La nazionalizzazione di Carrara e il Piano del territorio toscano
17 MAR 15
Ultimo aggiornamento: 15:08 | 16 AGO 20
Immagine di Cavare il marmo dall’ideologia
Una nazionalizzazione nell’Italia del 2015? La nuova legge 356 del Consiglio regionale toscano sulle cave di marmo di Carrara è stata definita come “esproprio proletario con evidenti profili di incostituzionalità” e “legge sovietica” dall’opposizione di centrodestra.

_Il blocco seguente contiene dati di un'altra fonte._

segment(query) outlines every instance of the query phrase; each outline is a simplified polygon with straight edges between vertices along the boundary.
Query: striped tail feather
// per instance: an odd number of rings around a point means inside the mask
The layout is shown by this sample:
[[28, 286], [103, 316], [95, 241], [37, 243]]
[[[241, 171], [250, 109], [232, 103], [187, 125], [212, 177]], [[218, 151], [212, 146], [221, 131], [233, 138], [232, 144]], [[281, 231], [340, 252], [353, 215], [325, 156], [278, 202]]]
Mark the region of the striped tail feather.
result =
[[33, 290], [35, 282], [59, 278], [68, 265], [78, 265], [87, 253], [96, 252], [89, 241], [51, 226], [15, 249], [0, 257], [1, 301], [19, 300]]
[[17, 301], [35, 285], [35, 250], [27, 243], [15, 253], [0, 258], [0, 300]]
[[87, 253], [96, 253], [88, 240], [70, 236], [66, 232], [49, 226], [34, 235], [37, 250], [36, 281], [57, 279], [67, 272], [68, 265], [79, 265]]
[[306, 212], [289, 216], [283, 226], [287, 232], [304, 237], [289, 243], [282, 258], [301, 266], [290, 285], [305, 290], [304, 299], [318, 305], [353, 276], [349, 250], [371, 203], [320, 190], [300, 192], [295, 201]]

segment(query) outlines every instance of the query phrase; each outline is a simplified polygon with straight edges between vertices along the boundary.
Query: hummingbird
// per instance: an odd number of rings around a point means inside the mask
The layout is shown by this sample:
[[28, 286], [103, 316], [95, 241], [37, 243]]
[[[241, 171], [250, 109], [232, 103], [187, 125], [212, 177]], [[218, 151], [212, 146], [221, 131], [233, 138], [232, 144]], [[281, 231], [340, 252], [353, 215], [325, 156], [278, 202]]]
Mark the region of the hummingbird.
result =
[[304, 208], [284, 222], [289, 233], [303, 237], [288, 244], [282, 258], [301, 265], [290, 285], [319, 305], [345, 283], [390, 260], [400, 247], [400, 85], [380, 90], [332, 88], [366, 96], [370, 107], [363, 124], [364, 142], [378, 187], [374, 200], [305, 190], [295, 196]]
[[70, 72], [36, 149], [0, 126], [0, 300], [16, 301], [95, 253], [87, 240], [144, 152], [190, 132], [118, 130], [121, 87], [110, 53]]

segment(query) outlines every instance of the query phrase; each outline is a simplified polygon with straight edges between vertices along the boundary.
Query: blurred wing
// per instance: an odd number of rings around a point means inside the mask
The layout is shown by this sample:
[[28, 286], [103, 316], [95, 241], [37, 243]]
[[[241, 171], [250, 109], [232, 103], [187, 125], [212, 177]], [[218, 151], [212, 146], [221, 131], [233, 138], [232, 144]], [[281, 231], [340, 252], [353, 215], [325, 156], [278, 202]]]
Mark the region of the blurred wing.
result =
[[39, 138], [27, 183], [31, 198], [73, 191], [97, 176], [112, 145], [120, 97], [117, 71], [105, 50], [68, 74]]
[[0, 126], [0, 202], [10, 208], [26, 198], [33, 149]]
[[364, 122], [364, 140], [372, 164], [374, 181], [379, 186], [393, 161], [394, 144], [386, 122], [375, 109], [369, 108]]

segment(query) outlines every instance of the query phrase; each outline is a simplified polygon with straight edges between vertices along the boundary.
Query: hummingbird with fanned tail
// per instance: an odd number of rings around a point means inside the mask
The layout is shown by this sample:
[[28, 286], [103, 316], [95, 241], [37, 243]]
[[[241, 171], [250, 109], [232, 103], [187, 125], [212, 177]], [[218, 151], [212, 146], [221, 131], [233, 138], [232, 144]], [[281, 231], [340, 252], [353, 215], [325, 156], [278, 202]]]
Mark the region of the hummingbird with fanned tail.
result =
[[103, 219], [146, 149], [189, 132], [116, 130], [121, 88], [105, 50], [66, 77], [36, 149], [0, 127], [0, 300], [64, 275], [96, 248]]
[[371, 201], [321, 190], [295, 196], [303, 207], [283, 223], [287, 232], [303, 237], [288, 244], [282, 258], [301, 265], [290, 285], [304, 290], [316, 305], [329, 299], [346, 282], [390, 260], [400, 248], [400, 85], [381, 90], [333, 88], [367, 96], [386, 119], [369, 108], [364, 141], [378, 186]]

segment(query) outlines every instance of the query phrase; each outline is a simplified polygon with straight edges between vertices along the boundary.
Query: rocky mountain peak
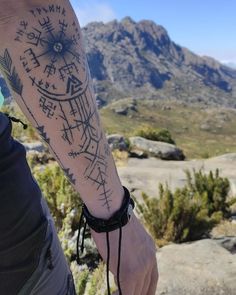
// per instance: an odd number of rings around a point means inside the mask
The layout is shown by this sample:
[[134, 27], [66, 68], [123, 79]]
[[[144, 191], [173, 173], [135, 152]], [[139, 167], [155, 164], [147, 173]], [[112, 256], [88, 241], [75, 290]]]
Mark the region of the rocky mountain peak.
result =
[[125, 17], [83, 28], [91, 74], [103, 101], [178, 99], [236, 107], [236, 71], [173, 42], [150, 20]]
[[126, 16], [121, 20], [123, 25], [136, 25], [136, 22], [130, 17]]

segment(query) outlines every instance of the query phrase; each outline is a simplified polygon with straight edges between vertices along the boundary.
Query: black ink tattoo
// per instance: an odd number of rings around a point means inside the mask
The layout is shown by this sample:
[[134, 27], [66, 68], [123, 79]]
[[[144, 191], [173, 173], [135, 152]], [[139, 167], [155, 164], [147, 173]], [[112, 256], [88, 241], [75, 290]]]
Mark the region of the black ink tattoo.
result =
[[10, 57], [10, 54], [8, 50], [6, 49], [4, 51], [4, 55], [0, 55], [0, 65], [5, 72], [5, 75], [8, 79], [8, 82], [11, 86], [11, 88], [18, 93], [19, 95], [22, 94], [23, 85], [21, 83], [21, 80], [16, 73], [16, 69], [14, 66], [12, 66], [12, 59]]
[[53, 147], [50, 144], [50, 138], [48, 137], [47, 133], [44, 130], [45, 127], [39, 125], [34, 114], [30, 110], [30, 108], [28, 107], [27, 103], [25, 102], [25, 99], [22, 95], [23, 83], [21, 82], [21, 79], [19, 78], [19, 75], [17, 74], [15, 67], [12, 66], [12, 58], [11, 58], [9, 51], [7, 49], [5, 49], [3, 56], [0, 55], [0, 67], [3, 70], [3, 72], [5, 73], [6, 78], [9, 82], [12, 90], [15, 91], [20, 96], [25, 108], [27, 109], [28, 113], [32, 117], [32, 119], [36, 125], [36, 129], [39, 131], [39, 134], [41, 135], [42, 139], [48, 144], [48, 146], [50, 147], [50, 149], [54, 153], [57, 162], [60, 164], [63, 171], [66, 173], [66, 175], [68, 176], [71, 183], [75, 185], [76, 180], [74, 178], [73, 173], [70, 173], [70, 170], [68, 168], [64, 167], [63, 163], [60, 160], [60, 157], [58, 156], [58, 154], [56, 153], [56, 151], [53, 149]]
[[50, 145], [50, 138], [48, 137], [47, 133], [44, 130], [44, 126], [38, 126], [36, 128], [39, 132], [39, 135], [42, 137], [42, 139]]
[[[107, 165], [110, 154], [97, 128], [100, 120], [78, 24], [66, 19], [65, 9], [58, 5], [38, 7], [30, 13], [34, 25], [29, 19], [22, 20], [15, 36], [17, 42], [24, 44], [20, 56], [22, 67], [39, 94], [38, 105], [45, 119], [60, 118], [61, 138], [71, 147], [68, 156], [86, 159], [84, 177], [96, 187], [102, 205], [109, 210], [112, 191], [107, 183]], [[38, 126], [38, 131], [50, 145], [44, 126]], [[64, 168], [64, 172], [75, 183], [70, 170]]]
[[70, 182], [72, 184], [75, 184], [76, 183], [76, 180], [75, 180], [75, 177], [74, 177], [74, 174], [70, 172], [70, 169], [67, 168], [67, 169], [63, 169], [65, 175], [67, 176], [67, 178], [70, 180]]
[[39, 106], [49, 119], [54, 116], [57, 106], [52, 101], [48, 101], [47, 98], [41, 96]]

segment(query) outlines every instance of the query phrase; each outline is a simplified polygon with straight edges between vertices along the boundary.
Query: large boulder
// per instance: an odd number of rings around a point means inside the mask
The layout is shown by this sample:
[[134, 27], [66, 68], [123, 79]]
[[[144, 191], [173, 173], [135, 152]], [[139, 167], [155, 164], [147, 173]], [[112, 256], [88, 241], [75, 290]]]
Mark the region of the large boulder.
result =
[[[232, 225], [234, 223], [232, 222]], [[236, 254], [236, 237], [217, 237], [214, 239], [220, 246], [224, 247], [232, 254]]]
[[[132, 149], [131, 149], [132, 150]], [[186, 182], [186, 170], [192, 172], [200, 169], [204, 174], [219, 169], [221, 177], [228, 178], [230, 182], [230, 197], [236, 196], [236, 153], [226, 154], [211, 159], [198, 159], [191, 161], [162, 161], [157, 158], [128, 159], [127, 166], [118, 167], [119, 176], [124, 186], [133, 191], [135, 197], [140, 199], [141, 193], [158, 197], [158, 186], [167, 183], [171, 191], [182, 188]], [[236, 216], [236, 204], [234, 206]]]
[[235, 295], [236, 255], [216, 241], [171, 244], [158, 250], [156, 295]]
[[127, 151], [129, 145], [125, 138], [120, 134], [111, 134], [107, 136], [108, 144], [111, 150], [120, 150], [120, 151]]
[[160, 158], [162, 160], [184, 160], [183, 151], [173, 144], [148, 140], [143, 137], [130, 137], [131, 148], [136, 148], [147, 152], [150, 156]]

Il Pd l’ha difesa come “legge liberale e liberista”, che “rende di nuovo pubblico ciò che pubblico era già”. In realtà, già nel 1751 Maria Teresa Cybo-Malaspina, duchessa sovrana di Massa e Principessa di Carrara, aveva decretato la parziale privatizzazione di un settore che è famoso fin dai tempi di Cesare, che conta un migliaio di imprese, dà lavoro a 12 mila persone e assicura un export da 700 milioni l’anno.

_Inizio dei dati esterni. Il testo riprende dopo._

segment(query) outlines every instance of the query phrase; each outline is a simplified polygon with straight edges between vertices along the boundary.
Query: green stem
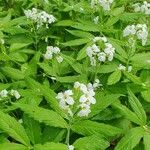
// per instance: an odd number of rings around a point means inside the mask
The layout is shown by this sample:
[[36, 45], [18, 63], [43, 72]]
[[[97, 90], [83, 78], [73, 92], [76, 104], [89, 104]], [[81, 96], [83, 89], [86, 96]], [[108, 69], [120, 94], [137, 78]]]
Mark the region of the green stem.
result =
[[71, 129], [71, 120], [69, 120], [69, 126], [67, 128], [66, 144], [69, 147], [70, 143], [70, 129]]

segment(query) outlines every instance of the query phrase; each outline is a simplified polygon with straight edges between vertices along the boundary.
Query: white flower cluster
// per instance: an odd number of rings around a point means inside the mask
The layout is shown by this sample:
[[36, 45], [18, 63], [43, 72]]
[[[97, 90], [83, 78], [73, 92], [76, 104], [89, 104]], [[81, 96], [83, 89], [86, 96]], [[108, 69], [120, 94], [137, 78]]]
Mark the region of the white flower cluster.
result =
[[124, 31], [123, 36], [136, 36], [137, 39], [142, 40], [144, 46], [147, 42], [148, 29], [146, 24], [128, 25]]
[[150, 3], [144, 1], [143, 4], [136, 3], [133, 5], [135, 12], [142, 12], [146, 15], [150, 15]]
[[14, 96], [16, 99], [19, 99], [21, 97], [21, 95], [19, 94], [19, 92], [17, 90], [11, 90], [10, 93], [4, 89], [2, 91], [0, 91], [0, 97], [1, 98], [6, 98], [8, 97], [8, 94], [10, 94], [11, 96]]
[[56, 55], [56, 59], [59, 63], [63, 61], [63, 57], [60, 56], [59, 47], [47, 46], [44, 58], [50, 60], [54, 57], [54, 55]]
[[132, 71], [132, 66], [128, 66], [128, 68], [122, 64], [119, 64], [118, 66], [118, 69], [121, 70], [121, 71], [128, 71], [128, 72], [131, 72]]
[[96, 66], [96, 60], [99, 62], [105, 62], [106, 60], [112, 61], [115, 53], [115, 48], [112, 44], [108, 43], [106, 37], [95, 37], [93, 41], [96, 43], [97, 41], [101, 41], [104, 44], [104, 48], [100, 48], [96, 44], [87, 47], [86, 54], [90, 58], [90, 62], [92, 66]]
[[110, 10], [112, 3], [113, 0], [91, 0], [92, 8], [99, 4], [106, 11]]
[[56, 21], [56, 18], [53, 15], [49, 15], [45, 11], [39, 12], [36, 8], [32, 8], [32, 10], [25, 10], [24, 13], [28, 19], [37, 23], [37, 29], [44, 24], [46, 24], [46, 27], [48, 28], [48, 24]]
[[[66, 90], [57, 94], [56, 98], [59, 101], [60, 108], [67, 111], [70, 116], [76, 113], [80, 117], [88, 116], [91, 112], [91, 104], [96, 103], [94, 90], [99, 86], [102, 86], [102, 84], [98, 79], [95, 80], [94, 84], [89, 83], [87, 85], [75, 82], [73, 90]], [[74, 98], [76, 92], [79, 94], [77, 101]], [[76, 107], [75, 112], [72, 111], [74, 106]]]
[[69, 145], [68, 146], [68, 150], [74, 150], [74, 146], [73, 145]]

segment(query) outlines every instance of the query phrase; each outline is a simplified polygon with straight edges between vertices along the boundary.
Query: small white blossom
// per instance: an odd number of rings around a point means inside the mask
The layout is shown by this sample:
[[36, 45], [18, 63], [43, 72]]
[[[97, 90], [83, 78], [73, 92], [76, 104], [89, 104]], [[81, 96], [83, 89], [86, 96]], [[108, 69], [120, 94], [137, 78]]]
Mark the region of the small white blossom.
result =
[[113, 0], [91, 0], [91, 7], [100, 5], [105, 11], [109, 11]]
[[56, 59], [59, 63], [63, 62], [63, 60], [64, 60], [63, 57], [61, 57], [61, 56], [56, 57]]
[[63, 62], [63, 57], [60, 56], [59, 47], [47, 46], [46, 53], [43, 54], [44, 58], [50, 60], [54, 55], [56, 56], [58, 63]]
[[119, 69], [120, 71], [128, 71], [128, 72], [131, 72], [131, 71], [132, 71], [132, 66], [128, 66], [128, 68], [127, 68], [126, 66], [124, 66], [124, 65], [122, 65], [122, 64], [119, 64], [118, 69]]
[[124, 65], [122, 65], [122, 64], [119, 64], [118, 69], [121, 70], [121, 71], [125, 71], [126, 67]]
[[150, 3], [144, 1], [143, 4], [136, 3], [133, 5], [135, 12], [142, 12], [146, 15], [150, 15]]
[[69, 145], [68, 146], [68, 150], [74, 150], [74, 146], [73, 145]]
[[[95, 80], [94, 84], [83, 84], [80, 82], [74, 83], [74, 90], [66, 90], [57, 94], [56, 98], [59, 101], [61, 109], [67, 111], [70, 116], [73, 116], [72, 108], [76, 107], [76, 113], [80, 117], [86, 117], [91, 112], [91, 105], [96, 103], [94, 98], [94, 90], [99, 87], [99, 80]], [[78, 93], [78, 100], [74, 100], [74, 92]], [[76, 102], [77, 105], [74, 105]], [[75, 108], [74, 108], [75, 109]], [[73, 109], [73, 110], [74, 110]]]
[[2, 90], [2, 91], [0, 92], [0, 96], [1, 96], [2, 98], [7, 97], [7, 96], [8, 96], [8, 91], [7, 91], [6, 89]]
[[39, 12], [36, 8], [32, 8], [32, 10], [25, 10], [25, 16], [37, 23], [37, 29], [46, 24], [48, 28], [48, 24], [51, 24], [56, 21], [56, 18], [53, 15], [49, 15], [45, 11]]
[[95, 24], [98, 24], [98, 22], [99, 22], [99, 16], [96, 16], [96, 17], [93, 19], [93, 21], [94, 21]]
[[132, 71], [132, 66], [128, 66], [128, 72]]
[[11, 90], [10, 94], [14, 96], [16, 99], [19, 99], [21, 97], [21, 95], [19, 94], [17, 90]]
[[[96, 45], [96, 42], [101, 41], [104, 43], [104, 48]], [[96, 61], [105, 62], [106, 60], [112, 61], [114, 58], [115, 48], [112, 44], [108, 43], [106, 37], [97, 36], [93, 38], [94, 44], [87, 47], [86, 54], [90, 58], [92, 66], [96, 66]]]
[[81, 110], [78, 112], [78, 116], [80, 117], [87, 117], [91, 112], [90, 105], [86, 103], [80, 104], [79, 107], [81, 108]]
[[[147, 25], [146, 24], [128, 25], [123, 31], [123, 36], [137, 37], [137, 39], [142, 41], [142, 45], [144, 46], [147, 42], [148, 37]], [[131, 37], [131, 41], [133, 41], [133, 37]]]
[[71, 111], [69, 107], [74, 104], [72, 95], [72, 90], [67, 90], [65, 92], [60, 92], [57, 94], [56, 98], [59, 100], [60, 108], [68, 110], [69, 112]]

Una delle poche commodity italiane, e infatti è con motivazioni da nazionalizzazione petrolifera che il governatore Enrico Rossi ha difeso un provvedimento che impone al 30 per cento di cave finora private il pagamento di una concessione e l’obbligo di lavorare in loco almeno il 50 per cento del marmo estratto. “Bisogna tornare a lavorare il marmo, non solo a escavarlo”. Ma per Confindustria Toscana più pericolosa ancora della nazionalizzazione è “l’ipoteca di un ambientalismo ideologico che vede il territorio come un vincolo e non come un contenuto dello sviluppo della Toscana”. Riferimento al Piano paesaggistico dell’assessore Anna Marson, che il Pd ha rimesso in discussione, e che permetteva la riapertura di cave solo sotto i 1.200 metri e dismesse da meno di 20 anni. Insomma, la nazionalizzazione, e 4 milioni di euro in più al comune di Carrara, come escamotage per far passare la modifica al Piano, e mettere a frutto almeno un po’ il territorio, invece di monumentalizzarlo.